Elezioni Olanda, Di Stefano (CPI): "Fake news su Wilders: non è nazionalista e non è Le Pen"

16 marzo 2017 ore 12:42, Americo Mascarucci
Non tutti sono d'accordo nel considerare la sconfitta di Wilders in Olanda, una sconfitta del populismo. E' il caso ad esempio di Casapound che per bocca del vicepresidente nazionale Simone di Stefano intervistato da Intelligonews mette in luce le contraddizioni e i limiti di quello che è stato definito il leader dell'ultra nazionalismo olandese. 

Wilders ha deluso, ha incrementato i voti, il suo partito è il secondo in Olanda ma non ha sfondato come sembrava dai sondaggi. Cosa gli è davvero mancato per vincere?

"Sicuramente è mancato un progetto economico chiaro, non basta essere anti islamici o dire dire di voler uscire dall’Europa, serve concretezza e lui ha dimostrato di non averla. Non dimentichiamo poi che si sta parlando di un liberale e liberista convinto, non c’è in lui una critica alla globalizzazione se non dal punto di vista dell’immigrazione islamica. Le sue armi sono spuntate, diversamente da quelle di Marine le Pen che invece in Francia riescìe a prendere voti tanto a destra che a sinistra presentando un programma chiaro a 360 gradi".
Elezioni Olanda, Di Stefano (CPI): 'Fake news su Wilders: non è nazionalista e non è Le Pen'

Pare di capire che per voi Wilders non è un modello da imitare. E' così?

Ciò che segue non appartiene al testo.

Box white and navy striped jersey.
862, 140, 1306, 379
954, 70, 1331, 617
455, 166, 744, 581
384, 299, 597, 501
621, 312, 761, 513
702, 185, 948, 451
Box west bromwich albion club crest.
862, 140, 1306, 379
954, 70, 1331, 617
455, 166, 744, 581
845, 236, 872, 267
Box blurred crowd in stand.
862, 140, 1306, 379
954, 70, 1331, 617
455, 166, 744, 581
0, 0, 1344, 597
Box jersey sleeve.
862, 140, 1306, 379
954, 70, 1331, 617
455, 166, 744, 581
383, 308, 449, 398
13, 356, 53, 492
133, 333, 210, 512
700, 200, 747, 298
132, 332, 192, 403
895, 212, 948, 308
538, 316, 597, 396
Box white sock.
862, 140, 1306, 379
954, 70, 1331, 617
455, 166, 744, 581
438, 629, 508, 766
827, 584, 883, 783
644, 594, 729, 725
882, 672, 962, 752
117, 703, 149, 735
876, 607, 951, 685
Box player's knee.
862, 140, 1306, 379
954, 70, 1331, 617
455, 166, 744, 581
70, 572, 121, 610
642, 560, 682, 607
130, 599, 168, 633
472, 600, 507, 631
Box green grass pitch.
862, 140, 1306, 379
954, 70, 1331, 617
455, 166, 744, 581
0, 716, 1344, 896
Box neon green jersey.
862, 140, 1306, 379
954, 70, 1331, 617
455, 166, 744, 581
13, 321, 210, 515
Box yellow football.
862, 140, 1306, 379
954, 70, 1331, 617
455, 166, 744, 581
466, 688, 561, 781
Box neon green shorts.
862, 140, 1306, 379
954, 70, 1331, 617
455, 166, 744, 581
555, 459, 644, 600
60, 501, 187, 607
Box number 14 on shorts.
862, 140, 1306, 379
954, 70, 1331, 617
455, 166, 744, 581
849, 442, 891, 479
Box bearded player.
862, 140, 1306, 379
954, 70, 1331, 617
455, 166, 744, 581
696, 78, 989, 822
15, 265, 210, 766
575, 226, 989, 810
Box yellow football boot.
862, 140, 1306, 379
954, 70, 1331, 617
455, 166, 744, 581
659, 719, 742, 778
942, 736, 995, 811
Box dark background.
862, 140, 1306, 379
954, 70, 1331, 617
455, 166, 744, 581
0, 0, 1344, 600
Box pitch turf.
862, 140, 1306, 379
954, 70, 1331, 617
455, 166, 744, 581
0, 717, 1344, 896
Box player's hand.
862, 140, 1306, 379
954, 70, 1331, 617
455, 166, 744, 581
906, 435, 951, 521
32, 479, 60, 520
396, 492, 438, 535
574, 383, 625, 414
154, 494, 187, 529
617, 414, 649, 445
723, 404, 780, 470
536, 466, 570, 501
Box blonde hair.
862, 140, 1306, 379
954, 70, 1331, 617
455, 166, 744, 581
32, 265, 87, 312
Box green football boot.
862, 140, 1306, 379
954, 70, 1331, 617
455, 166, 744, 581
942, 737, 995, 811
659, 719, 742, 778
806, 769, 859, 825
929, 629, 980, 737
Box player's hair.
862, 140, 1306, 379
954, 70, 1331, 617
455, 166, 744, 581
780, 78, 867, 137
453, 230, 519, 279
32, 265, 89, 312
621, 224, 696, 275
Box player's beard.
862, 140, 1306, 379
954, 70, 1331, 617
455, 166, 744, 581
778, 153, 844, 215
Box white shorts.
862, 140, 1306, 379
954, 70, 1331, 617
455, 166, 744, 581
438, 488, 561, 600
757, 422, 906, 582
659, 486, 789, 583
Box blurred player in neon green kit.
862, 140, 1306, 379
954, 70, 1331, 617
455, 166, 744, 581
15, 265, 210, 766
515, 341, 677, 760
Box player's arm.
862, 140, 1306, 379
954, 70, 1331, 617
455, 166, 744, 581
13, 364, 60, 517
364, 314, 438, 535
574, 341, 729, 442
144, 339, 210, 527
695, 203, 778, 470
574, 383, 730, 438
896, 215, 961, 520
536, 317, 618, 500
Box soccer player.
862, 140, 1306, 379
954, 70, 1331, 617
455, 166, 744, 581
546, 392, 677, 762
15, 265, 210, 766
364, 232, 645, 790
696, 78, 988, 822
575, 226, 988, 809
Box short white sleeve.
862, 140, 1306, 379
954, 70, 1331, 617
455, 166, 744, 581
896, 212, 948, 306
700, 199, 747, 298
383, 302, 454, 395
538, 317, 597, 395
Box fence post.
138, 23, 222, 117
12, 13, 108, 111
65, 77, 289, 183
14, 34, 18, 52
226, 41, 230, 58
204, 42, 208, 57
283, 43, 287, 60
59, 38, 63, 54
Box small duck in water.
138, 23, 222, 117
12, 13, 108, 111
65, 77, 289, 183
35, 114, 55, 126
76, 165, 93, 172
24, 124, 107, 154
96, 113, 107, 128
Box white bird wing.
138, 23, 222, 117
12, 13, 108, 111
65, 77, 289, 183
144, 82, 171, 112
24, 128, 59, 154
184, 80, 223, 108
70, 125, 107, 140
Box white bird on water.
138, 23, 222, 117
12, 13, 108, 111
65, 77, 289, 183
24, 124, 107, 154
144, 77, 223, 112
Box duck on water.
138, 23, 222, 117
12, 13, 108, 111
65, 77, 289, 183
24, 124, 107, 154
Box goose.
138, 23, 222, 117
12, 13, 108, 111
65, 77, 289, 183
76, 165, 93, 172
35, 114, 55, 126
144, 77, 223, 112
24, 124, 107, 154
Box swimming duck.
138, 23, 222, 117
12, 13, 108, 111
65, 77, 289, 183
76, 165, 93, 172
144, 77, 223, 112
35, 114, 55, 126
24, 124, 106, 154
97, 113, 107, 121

"Assolutamente sì, non rappresenta il filone in cui siamo inseriti. Lui è filo atlantico, filo Nato, è favorevole alla globalizzazione. Critica l’arrivo dei migranti ma esclusivamente in funzione anti islamica senza preoccuparsi delle conseguenze dell’immigrazione. L'islamismo è soltanto una parte del problema, ma l'immigrazione è un fenomeno molto più complesso con molte altre conseguenze".

Wilders è da tutti definito ultra-nazionalista. Ma a questo punto lo è davvero?

"Lui non è affatto un nazionalista, non è inserito nel filone del nazionalismo austriaco o francese e non è nemmeno inserito nel filone del protezionismo di Trump. Lui è molto diverso dall'ultra-nazionalismo. Ha seguito il vento dell’anti-islamismo olandese cavalcando il legittimo malcontento di chi non vuole sottostare ai desiderata degli immigrati islamici. Non ha saputo intercettare, diversamente dalla Le Pen, quell’elettorato anche di sinistra che guarda alle tematiche sociali, al lavoro, lasciando questi temi appannaggio alla sinistra radicale". 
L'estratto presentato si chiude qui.